Great Plains Studies, Center for

 

Date of this Version

Winter 1998

Citation

Great Plains Quarterly Vol. 18, No. 1, Winter 1998, pp. 84-85.

Comments

Copyright 1998 by the Center for Great Plains Studies, University of Nebraska-Lincoln

Abstract

Yellow Woman and a Beauty of the Spirit is a surprising pastiche of Leslie Marmon Silko's non-fiction. The work offers the reader a diverse range in the quality of thought, substance, and polish. As she, herself, notes: "As a child, I loved to draw and cut paper and paste things together. ... " This essay collection is an example of just that. Although subtitled Essays on Native American Life Today, the book is less a discussion of pan-Indian concerns than it is a reflection on Leslie Marmon Silko's processes as a writer, her need to have outsiders understand the close-knit family ties and storytelling culture of the Pueblo people, and her growing political activism.

Sprinkled throughout the essays are anecdotes relating to the creation of four of her works: Laguna Woman, Ceremony, Almanac of the Dead, and Sacred Water. Core to these stories is Silko's need to come to grips with a mixed-blood identity which has sometimes isolated her in Pueblo as well as non-Native eyes. But she also speaks with gratitude about teaching in Chinle, Arizona, among warmhearted good people and of the magnificent Anasazi ruins which inspired Ceremony. Her references and drawings of the Giant Serpent, Ma ah shra true ee, help us understand how internal symbolism, visual artistic creation, and a surrender to the imaginative process were essential to the ten year evolution of Almanac of the Dead. The essays also convey the creative importance of Sacred Water. Silko was totally in control of production, and she therefore could create a work in which the tactile and visual senses were stimulated as well as the intellectual and emotional aspects of self.

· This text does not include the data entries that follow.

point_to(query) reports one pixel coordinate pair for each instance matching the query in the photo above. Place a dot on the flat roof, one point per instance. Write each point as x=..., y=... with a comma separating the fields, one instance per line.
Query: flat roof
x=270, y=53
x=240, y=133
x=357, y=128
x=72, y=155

The collection as a whole suffers, however, from verbatim repetition and preachifying, particularly in the newspaper guest columns. Silko's concerns are important and complex, yet her cursory summations undercut her insights into the racial backlash of the 1980s and 1990s. Nonetheless, this is a collection worth owning. The often-quoted "Interior and Exterior Landscapes: The Pueblo Migration Stories" and "Language and Literature from a Pueblo Indian Perspective" begin the collection, and new essays such as "Books: Notes on Mixtec and Maya Screenfolds, Picture Books of Preconquest Mexico" and "As a Child I Loved to Draw and Cut Paper" are very engaging. So are her discussions of the interplay among photography, light, image, and word. At her best, Leslie Marmon Silko is one of the great writers and thinkers of our time.